Photoshop Disasters

Seetharaman Narayanan did more to alter reality than 99.99999999 percent of people in this world. It’s ridiculous how much the look of everything changed after Photoshop. All the ads, illustrations, all the graphics in the world look different than they did in the 70s and 80s.

If you wish, Adobe website will give you a number of useful lessons on how to use Adobe trademarks, such as:

“CORRECT: The image was enhanced using Adobe® Photoshop® software.
INCORRECT: The image was photoshopped.”

and

“CORRECT: The image was enhanced with Adobe® Photoshop® Elements software.
INCORRECT: The image was photoshopped.
INCORRECT: The image was Photoshopped.
INCORRECT: The image was Adobe® Photoshopped. ”

Meanwhile everything I see around me in printed form has been photoshopped to death. These days when a professional digital camera is cheaper than a copy of Adobe® Photoshop® software and the streets of major cities are full of starving young models, the photoshopers out there would rather spend hours doing unnatural things with expensive stock photos.

I could understand this if the companies who would be doing this were short on money. But you know, when the same crappy stock photo is used in an ad for Vagisil and an O’Reilly book cover? That’s ridiculous.

There’s this blog that I’ve been reading lately called “Office Snapshots”. Recently they showed pictures of the offices of Vertrue. The seem to have spent more on a single chair than on the design of their “about us” page. Take a look: the title of the graphic boldly states “WHO WE ARE”. Judging by the graphic the answer is: “We are some smiling office drones from a crummy stock photo.”

Another fun blog that I’ve been reading is Photoshop Disasters. They mock crummy designers. After reading it I started paying a bit more attention to the small details of various ads. It’s crazy how many disturbing details there are. For instance, just now, I picked up a copy of some magazine that my wife was reading. Literally the first ad that I saw had a 6-fingered model:

Alteration of reality in photographs is not a new phenomenon, of course. There’s a great book called “The Commissar Vanishes” about the way photographs were altered in the Soviet times, especially to disappear repressed individuals. Besides sequences of photos of Stalin together with “disappearing” commissars, there’s a portrait of Stalin done by a pretty incompetent painter. Stalin, upon seeing the picture, crossed out the ear and wrote the following:

“This ear says that the artist is not well schooled in anatomy. J.Stalin.”

“The ear screams and shouts against anatomy. J.S.”

I don’t have a scan of that page, but believe you me, that ear was almost as disturbing much of the photoshopped models in today’s ads.

Phi, Spongebob?! Phi !?!

Probably the easiest way to dramatically improve your snapshots is to learn about the rule of thirds. You know, divide what you see in the viewfinder by two lines into thirds horizontally and vertically and try to get more interesting parts to roughly be either where the lines cross or on the lines themselves. If your picture did not come out like that, you can usually fix it later with a crop.

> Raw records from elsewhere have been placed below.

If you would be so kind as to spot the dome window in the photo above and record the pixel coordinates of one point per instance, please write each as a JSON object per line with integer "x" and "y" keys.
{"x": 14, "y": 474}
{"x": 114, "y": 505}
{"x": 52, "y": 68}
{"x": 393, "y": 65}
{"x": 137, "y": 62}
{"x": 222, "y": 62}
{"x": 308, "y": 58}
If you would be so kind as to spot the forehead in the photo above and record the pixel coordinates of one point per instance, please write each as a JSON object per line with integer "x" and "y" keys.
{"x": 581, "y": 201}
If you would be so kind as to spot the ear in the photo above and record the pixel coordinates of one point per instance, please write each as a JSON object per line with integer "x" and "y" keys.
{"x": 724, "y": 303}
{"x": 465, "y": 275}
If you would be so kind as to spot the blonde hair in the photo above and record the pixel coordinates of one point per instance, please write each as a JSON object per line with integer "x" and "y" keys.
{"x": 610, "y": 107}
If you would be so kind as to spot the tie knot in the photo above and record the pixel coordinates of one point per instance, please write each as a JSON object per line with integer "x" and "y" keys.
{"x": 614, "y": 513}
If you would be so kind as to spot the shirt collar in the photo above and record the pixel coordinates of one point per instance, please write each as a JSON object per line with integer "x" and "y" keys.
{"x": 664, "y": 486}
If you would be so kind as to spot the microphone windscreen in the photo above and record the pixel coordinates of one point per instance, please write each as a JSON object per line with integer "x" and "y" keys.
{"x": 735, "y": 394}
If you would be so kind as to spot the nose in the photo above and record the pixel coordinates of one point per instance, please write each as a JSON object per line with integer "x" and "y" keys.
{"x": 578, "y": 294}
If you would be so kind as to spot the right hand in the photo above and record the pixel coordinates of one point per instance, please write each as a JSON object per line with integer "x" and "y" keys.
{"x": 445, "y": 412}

Rule of thirds is actually a rough approximation of the golden ratio which is very well explained at Wolfram’s website. The pictures will look even better if you will use lines that are conforming to the golden section.

Just a crack of a difference: fat lines are thirds, thin lines – golden mean (I did not use the plugin when I cropped the photo).

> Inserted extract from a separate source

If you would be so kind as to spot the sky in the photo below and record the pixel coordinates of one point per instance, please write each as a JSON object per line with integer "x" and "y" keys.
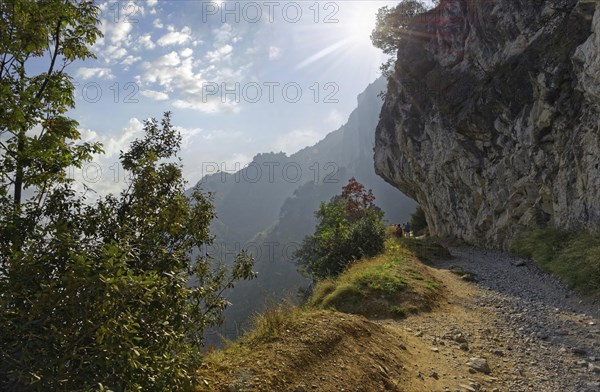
{"x": 240, "y": 78}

I was playing around today with a plugin that renders golden rectangles, spirals and triangles. I checked some of my old photos – many seem to follow golden mean rather than the rule of thirds.

I was also thinking about writing my own Photoshop plugin like that (that one does not look like it’s worth 32 bucks to me), but Adobe has draconian new rules about who gets the SDK. So instead I decided to write this post.

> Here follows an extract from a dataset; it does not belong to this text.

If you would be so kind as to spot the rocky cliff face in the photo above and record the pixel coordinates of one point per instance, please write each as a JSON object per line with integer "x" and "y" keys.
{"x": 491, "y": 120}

I ordered a book about golden mean and related stuff from Amazon. Helpful Amazonian electrobrain is suggesting the movie Pi. The dang thing is pretty smart.

Meanwhile I got kind of curious as to how appealing the golden rectangle actually is. Let’s see.

Things that are strangely appealing. Spongebob Squarepants. Yep, the golden section cuts straight across his weird little belt. It’s also interesting to note that he is almost always drawn kind of sideways – in front projection the proportion would be off.

The Greek cup (about which I wrote at length before and mentioned in probably the only poem which I ever wrote. Yep, it roughly conforms to the proportion and “to serve you” is right at the division.

Now, let’s see. Ugly things. That picture of one of the ugliest buildings in Brooklyn. It’s waaaaay off. And so is the SUV in front of it. The older house on the left is good though.

Cars are tricky though. The most beautiful car that I know is Tucker Torpedo. It does not fit a golden rectangle either. But it roughly fits two. I tried to fit two rectangles onto the SUV in the picture and to the Scion xB, which is jarringly boxy. No go. Let’s see, but Chrysler PT Cruiser, a car which I actually like, fits two rectangles also.

This is all terribly crude and unscientific, but might hopefully be useful to you.